Dans le cadre de la recherche sur la thérapie assistée par MDMA, l'organisation est généralement axée sur la sécurité, le dépistage, l'accompagnement et l'intégration. En dehors de la recherche, il est illégal aux Pays-Bas de revendiquer un traitement médical ou de proposer une thérapie officielle impliquant la MDMA. Actuellement, les séances de MDMA ne peuvent être abordées que dans le cadre de la recherche scientifique ou de la pratique clinique, dans une perspective de réduction des risques. Cela implique de minimiser les risques, de fournir des informations et d'aborder la séance avec la plus grande prudence, sans la présenter comme un traitement garanti.

Réduction des risques liés à la consommation d'aliments et de boissons sous MDMA

Comme la MDMA peut réduire l'appétit, il arrive que certaines personnes oublient de manger ou de boire, ou qu'elles boivent trop d'eau. C'est pourquoi, dans le cadre de la réduction des risques, on privilégie souvent une approche pratique visant à équilibrer les signaux émis par le corps. Voici quelques points d'attention généraux fréquemment mentionnés :

Prévoyez des plats faciles à manger : quelque chose de léger et facile à avaler peut être plus agréable qu'un repas copieux.

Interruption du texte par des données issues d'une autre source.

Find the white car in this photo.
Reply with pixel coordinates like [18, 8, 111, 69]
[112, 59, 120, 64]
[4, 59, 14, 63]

Veillez à bien vous hydrater sans excès : boire régulièrement est logique par temps chaud, lors d’un effort physique ou en dansant, mais consommer une quantité excessive d’eau en peu de temps comporte des risques. Dans certaines situations, les électrolytes peuvent être plus importants que l’eau seule.

Surveillez les nausées et les sensations de chaleur : prendre des moments de repos et maintenir un environnement frais peut aider.

Ce sont des considérations générales et non des conseils personnalisés. La solution la plus sûre demeure l’abstinence totale et, en cas de doute concernant votre santé, vos médicaments ou les risques encourus, consultez un professionnel de santé.

Quand est-il utile de demander conseil ?

Toute personne souhaitant utiliser la MDMA avec précaution dans le cadre de problématiques personnelles gagnerait à comprendre la distinction entre recherche, témoignages et réduction des risques. Les expériences vécues peuvent être précieuses, mais elles ne constituent pas une preuve. De plus, les résultats obtenus dans le cadre d'une étude contrôlée ne peuvent être directement transposés à la vie privée.

Si vous souhaitez explorer les options de soutien et recueillir des informations de manière responsable, vous pouvez vous inscrire à une séance d'accueil via https://mdmatherapie.nl/aanmelden-mdma-sessie/. Cela inclut également d'aborder les attentes, les contre-indications, la sécurité et ce que signifie et ne signifie pas la réduction des risques en pratique.

Conclusion

La diminution de l'appétit observée lors de la prise de MDMA peut s'expliquer par la sérotonine, la stimulation des systèmes de stress et d'activation, une altération de l'attention, et parfois des nausées ou une sensation de chaleur. Le GLP-1 peut produire subjectivement des effets similaires sur les envies et la sensation de plaisir alimentaire, mais il n'existe actuellement aucune preuve convaincante que la MDMA agisse directement via le GLP-1, contrairement aux agonistes du GLP-1. Cependant, les deux systèmes peuvent influencer des circuits cérébraux communs, ce qui explique que l'expérience puisse parfois se ressembler. Les données probantes concernant les interactions possibles avec les médicaments agonistes du GLP-1 restent insuffisantes pour tirer des conclusions définitives.